Based on GAO’s analysis of the views of six federal agencies and seven nonfederal stakeholders, five cross-cutting challenges constrain efforts to advance critical minerals recovery (i.e., recycling and use of nontraditional sources) and substitution (i.e., developing alternatives) in the U.S. These challenges include (1) limited data and analytical tools to support decision-making, (2) limited research and development, (3) limited domestic infrastructure and capacity, (4) potential adverse effects on the environment and worker safety, and (5) limited economic viability of recovery and substitution methods. Federal agencies have taken some steps that may help address these challenges. For example, the Environmental Protection Agency (EPA) issued guidance for protecting worker safety during electronic waste recycling.

Examples of Critical Minerals Used in Advanced Technologies

In 2019, the Department of Commerce, in coordination with the Critical Minerals Subcommittee (CMS)—an interagency group co-chaired by the Departments of Energy (DOE) and the Interior and the Office of Science and Technology Policy (OSTP)—issued a national strategy for ensuring secure and reliable supplies of critical minerals. Federal agencies have taken specific actions recommended by the strategy. For example, DOE is developing a research and development roadmap to guide federal efforts to advance critical minerals recovery and substitution.

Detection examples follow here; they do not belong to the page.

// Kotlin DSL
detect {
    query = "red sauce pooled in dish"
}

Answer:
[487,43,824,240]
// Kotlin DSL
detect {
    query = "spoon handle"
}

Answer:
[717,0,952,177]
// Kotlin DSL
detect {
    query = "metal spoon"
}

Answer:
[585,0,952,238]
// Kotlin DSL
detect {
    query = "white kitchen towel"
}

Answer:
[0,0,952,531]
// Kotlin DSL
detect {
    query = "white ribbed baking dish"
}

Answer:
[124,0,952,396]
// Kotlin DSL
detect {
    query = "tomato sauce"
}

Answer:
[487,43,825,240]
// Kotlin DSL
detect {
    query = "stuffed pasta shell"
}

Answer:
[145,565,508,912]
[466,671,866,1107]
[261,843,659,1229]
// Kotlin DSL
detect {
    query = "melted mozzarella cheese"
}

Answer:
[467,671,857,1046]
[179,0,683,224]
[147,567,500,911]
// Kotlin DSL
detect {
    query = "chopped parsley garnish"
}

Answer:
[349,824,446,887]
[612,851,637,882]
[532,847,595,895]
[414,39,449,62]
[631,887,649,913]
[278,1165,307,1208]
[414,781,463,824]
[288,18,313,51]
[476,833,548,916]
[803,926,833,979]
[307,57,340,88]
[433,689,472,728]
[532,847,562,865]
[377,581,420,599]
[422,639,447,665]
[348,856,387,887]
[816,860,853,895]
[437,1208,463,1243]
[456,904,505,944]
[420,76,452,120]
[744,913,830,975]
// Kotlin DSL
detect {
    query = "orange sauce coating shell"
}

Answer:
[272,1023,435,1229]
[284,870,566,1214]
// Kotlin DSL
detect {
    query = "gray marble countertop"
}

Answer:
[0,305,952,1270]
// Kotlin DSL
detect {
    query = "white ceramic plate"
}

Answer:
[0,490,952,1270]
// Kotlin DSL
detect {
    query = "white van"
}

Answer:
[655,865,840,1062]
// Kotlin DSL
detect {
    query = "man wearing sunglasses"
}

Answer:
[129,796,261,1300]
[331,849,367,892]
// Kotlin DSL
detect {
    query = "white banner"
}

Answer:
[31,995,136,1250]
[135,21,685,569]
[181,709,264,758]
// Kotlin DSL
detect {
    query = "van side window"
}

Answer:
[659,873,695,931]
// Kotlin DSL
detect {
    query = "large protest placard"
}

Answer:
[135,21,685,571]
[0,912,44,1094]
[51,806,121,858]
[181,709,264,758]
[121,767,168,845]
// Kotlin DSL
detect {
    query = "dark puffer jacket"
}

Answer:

However, the national strategy does not incorporate certain characteristics of effective national strategies identified in prior GAO work. Specifically, the strategy does not fully address (1) what the strategy intends to achieve, how results will be achieved, or performance measures to gauge results; (2) what the strategy will cost; and (3) how federal agencies will implement it. For example, the strategy does not identify how agencies will implement the activities necessary to complete the roadmap or how they will integrate these activities into existing programs. Furthermore, the strategy does not address newly enacted statutory requirements or recent agency efforts, such as recommendations from a 2021 White House report that assessed risks to critical mineral supply chains. Updating the strategy to address recent developments and better incorporate characteristics of effective national strategies would provide greater assurance of the strategy’s usefulness to congressional and agency decision makers. Such an update would also better ensure accountability for the strategy’s implementation.

Why GAO Did This Study

The U.S. is heavily reliant on imports of many minerals, such as cobalt and lithium, which are essential for manufacturing advanced technologies (see figure). Supply chains for many of these minerals are also vulnerable to various risks, such as foreign government actions. In 2018, Interior designated 35 minerals and mineral groups whose supply chains are vulnerable to disruption as essential to our nation’s economic and national security. GAO was asked to review federal efforts to advance critical minerals recovery and substitution.

This report (1) identifies key challenges affecting efforts to advance critical minerals recovery and substitution in the U.S., and (2) examines the extent to which federal agencies have taken actions to advance recovery and substitution. GAO reviewed laws and agency documents and interviewed officials and staff on the CMS, including the Departments of Commerce, Defense, Energy, and the Interior, EPA, the National Economic Council, and OSTP. GAO also interviewed a nongeneralizable sample of seven nonfederal stakeholders such as academic researchers and industry, selected for their relevant expertise.